Preventing stroke offers policymakers huge potential to improve patient outcomes and help build more sustainable healthcare systems. Non-communicable diseases (NCDs) are currently a major focus at the European level, with increasing attention being given to stroke. Recent developments include a European Union Joint Action on chronic diseases, a World Health Organization (WHO) European Region action plan for NCDs and the recently published Stroke Action Plan for Europe. This has created a new opportunity to advance AF-related stroke prevention at all levels - the key question is if we will seize it.

Broadly AF-related stroke is under-recognised by the general public and policymakers

AF – and the link between AF and stroke – has so far been absent from many of these high level discussions. Meanwhile, consistent gaps and inequalities persist, including in rate of detection, access and uptake of first-line therapies and ongoing care for the prevention of AF-related stroke. An evidence-based consensus on the current state of play, and an analysis of leading implementation models and key system barriers and opportunities faced by decision-makers is therefore a vital contribution.
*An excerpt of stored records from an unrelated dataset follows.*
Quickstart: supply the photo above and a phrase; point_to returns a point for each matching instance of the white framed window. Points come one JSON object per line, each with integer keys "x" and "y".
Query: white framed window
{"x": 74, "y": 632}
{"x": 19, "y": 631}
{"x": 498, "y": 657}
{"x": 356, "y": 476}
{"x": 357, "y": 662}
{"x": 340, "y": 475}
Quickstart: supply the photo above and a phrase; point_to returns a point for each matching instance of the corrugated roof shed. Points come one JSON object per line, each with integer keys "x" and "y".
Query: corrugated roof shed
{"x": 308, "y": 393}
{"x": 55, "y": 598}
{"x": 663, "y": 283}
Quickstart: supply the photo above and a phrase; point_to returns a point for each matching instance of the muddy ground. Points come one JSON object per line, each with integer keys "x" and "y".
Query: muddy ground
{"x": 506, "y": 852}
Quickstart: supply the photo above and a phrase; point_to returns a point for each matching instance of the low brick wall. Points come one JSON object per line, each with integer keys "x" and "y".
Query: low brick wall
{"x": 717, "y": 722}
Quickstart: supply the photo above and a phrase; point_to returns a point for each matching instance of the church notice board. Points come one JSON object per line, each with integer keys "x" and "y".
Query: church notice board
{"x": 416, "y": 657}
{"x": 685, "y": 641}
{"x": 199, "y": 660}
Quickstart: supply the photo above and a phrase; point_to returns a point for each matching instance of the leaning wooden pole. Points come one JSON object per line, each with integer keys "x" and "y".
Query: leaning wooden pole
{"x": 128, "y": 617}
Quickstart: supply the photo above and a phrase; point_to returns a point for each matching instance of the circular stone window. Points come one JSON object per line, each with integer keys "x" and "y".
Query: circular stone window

This White Paper aims to enable stakeholders at all levels to address this serious public health issue

This White Paper is the culmination of a consultative and consensus-driven process. It begins by placing AF and AF-related stroke within the policy context, then focuses on four areas that are recognised by experts as critical to driving meaningful change for patients. In each of these areas, recommendations are made for how AF can be prioritised to improve outcomes for patients and maximise benefits for the wider healthcare system.